Champ opens with such brazen confidence that it really seems to have everything going for it – unashamedly filthy, funny, fast, outrageous with a little bit of poignancy thrown in for good measure. Five minutes into the show and I was planning to rave about Champ, I really was. I liked the silly bear suits and the merciless quick-fire of tasteless but still wickedly funny jokes, so unapologetically inappropriate I found myself laughing then immediately clapping my hand over my mouth in case more sensitive spectators thought me a disgrace to society.
There are some spot-on observations on the complexities of quasi-homoerotic banter and the old ‘artistic merit or actual money’ conundrum. Louis Viljoen’s script is, for the most part, sharp and speedy, brutally simple gags complemented by near-poetic extravagances. There’s also a really enjoyable digression about Liev Schreiber. The trio offer tirelessly energetic and genuinely masterly performances. Pauling in particular shines as the world-weary Elliot, forced to shelve his ideals in return for a half-way decent pay cheque. By far the most psychologically-nuanced character, Elliot’s trademark embittered wit is slightly softened by that endearing hint of melancholy, Pauling’s less boisterous delivery is best utilised in a marvelously underplayed conversation with his useless agent.
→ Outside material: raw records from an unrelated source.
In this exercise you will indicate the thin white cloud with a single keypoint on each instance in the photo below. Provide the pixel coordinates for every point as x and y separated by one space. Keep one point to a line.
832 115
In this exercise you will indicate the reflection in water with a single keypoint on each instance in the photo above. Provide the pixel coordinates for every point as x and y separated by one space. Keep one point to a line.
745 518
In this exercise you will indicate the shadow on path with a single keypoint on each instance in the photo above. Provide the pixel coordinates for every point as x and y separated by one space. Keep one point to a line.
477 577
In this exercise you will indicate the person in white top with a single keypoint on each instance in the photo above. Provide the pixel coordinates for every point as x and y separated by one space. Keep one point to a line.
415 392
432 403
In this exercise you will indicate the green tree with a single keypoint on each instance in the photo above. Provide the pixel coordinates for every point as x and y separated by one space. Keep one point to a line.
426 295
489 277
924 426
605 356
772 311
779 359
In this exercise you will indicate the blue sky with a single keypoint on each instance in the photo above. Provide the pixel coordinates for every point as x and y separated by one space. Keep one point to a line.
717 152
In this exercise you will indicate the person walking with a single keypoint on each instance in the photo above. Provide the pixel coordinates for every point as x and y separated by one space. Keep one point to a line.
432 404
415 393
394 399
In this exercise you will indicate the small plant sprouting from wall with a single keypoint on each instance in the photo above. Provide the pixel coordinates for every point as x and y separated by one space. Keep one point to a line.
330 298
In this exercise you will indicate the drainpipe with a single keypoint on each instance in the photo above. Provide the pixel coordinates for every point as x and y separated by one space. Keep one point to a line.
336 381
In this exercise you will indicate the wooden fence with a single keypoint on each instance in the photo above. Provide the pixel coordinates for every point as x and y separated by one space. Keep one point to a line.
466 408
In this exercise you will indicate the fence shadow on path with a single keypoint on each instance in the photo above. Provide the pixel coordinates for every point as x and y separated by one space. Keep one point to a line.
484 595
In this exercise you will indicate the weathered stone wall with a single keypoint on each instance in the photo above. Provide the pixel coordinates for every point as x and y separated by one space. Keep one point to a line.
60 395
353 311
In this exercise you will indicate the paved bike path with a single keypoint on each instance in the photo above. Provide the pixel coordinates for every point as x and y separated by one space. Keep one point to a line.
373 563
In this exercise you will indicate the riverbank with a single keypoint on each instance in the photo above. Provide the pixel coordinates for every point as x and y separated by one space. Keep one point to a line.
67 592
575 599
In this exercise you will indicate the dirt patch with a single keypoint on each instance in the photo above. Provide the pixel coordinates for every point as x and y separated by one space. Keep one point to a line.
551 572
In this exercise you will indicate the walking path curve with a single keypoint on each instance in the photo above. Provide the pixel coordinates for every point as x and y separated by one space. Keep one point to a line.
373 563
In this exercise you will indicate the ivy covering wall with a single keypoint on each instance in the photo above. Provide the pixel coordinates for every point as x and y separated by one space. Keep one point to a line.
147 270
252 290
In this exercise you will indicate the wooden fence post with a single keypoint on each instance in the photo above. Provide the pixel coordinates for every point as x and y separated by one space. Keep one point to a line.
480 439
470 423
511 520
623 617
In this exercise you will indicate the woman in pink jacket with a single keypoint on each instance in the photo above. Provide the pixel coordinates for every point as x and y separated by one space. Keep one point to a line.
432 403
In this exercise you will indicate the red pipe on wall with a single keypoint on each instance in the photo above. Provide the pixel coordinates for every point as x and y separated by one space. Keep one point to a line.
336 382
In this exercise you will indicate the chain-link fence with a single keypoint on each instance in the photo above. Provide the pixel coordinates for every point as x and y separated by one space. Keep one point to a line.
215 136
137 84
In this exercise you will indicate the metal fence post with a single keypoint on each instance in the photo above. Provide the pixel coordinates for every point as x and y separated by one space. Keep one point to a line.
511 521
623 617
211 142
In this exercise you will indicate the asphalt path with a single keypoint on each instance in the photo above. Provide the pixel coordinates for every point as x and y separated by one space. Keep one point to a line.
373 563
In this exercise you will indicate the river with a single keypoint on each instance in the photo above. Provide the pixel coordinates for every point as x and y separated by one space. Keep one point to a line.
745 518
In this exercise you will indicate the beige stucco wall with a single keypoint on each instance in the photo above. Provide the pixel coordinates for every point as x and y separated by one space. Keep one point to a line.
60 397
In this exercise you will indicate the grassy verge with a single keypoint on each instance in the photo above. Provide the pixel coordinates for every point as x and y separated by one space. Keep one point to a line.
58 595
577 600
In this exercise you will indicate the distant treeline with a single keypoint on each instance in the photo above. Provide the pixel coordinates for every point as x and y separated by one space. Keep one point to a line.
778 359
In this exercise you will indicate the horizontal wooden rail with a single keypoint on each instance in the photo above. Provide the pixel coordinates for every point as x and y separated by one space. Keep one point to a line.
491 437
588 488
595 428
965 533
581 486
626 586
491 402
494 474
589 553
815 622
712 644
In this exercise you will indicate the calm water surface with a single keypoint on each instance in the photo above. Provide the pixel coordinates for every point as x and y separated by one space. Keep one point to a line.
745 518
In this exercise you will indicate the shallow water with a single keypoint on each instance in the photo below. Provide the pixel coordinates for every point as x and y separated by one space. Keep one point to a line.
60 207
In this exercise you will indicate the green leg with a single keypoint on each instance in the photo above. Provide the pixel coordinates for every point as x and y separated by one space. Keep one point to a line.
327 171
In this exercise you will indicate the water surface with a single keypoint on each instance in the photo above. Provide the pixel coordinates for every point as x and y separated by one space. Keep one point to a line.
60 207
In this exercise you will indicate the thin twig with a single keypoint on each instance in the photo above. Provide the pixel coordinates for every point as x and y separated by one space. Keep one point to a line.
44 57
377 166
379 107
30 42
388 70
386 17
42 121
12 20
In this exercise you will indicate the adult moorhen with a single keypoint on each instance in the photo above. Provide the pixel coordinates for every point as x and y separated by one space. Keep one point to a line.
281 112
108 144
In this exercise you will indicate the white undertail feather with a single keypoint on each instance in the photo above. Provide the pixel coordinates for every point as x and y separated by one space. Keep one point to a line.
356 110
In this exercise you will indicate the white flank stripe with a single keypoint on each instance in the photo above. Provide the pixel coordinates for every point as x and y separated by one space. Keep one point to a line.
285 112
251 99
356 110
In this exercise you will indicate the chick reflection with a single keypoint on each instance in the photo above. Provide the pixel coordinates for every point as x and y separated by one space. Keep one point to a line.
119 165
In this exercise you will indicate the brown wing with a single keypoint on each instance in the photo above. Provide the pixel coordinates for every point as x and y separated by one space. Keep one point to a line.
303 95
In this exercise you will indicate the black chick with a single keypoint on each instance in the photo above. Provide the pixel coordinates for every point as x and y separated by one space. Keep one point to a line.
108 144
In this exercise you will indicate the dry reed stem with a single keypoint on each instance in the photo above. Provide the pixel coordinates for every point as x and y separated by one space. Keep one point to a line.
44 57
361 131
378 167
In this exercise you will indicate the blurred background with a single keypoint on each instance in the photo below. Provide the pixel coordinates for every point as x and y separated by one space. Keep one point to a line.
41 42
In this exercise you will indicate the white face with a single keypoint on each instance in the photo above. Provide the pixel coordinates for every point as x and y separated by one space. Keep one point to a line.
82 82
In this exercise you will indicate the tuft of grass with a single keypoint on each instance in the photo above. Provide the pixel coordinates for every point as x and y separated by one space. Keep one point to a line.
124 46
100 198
Call me impossible to please (and I probably have been called that) but I can’t help but feel that no matter how exuberant and dedicated the central performances are, there’s really only so much worthy material you can peddle out of an initially amusing but ultimately thin narrative. After its blistering start, Champ quickly loses steam – there’s just nowhere else to go. Yes, we all know it’s soul-butchering to be a jobbing actor, underpaid and overworked, urinated on by children and verbally excreted upon by your superiors. “You’ll never be Hamlet,” Melvin cruelly informs Elliot, and in that moment, you see his heart break and it actually hurts. Don’t get me wrong, I can happily laugh at puerile comedy when it’s pitched just right, as it is for most of Champs, and the final meltdown into total farce is understandable as a device for concluding the show. I just want something a bit more substantial, a little fresher than that the actors really hate children, bear suits, each other and pretty much everything else… because it sort of stops being that funny after a while. Too much to ask? From Champ, maybe.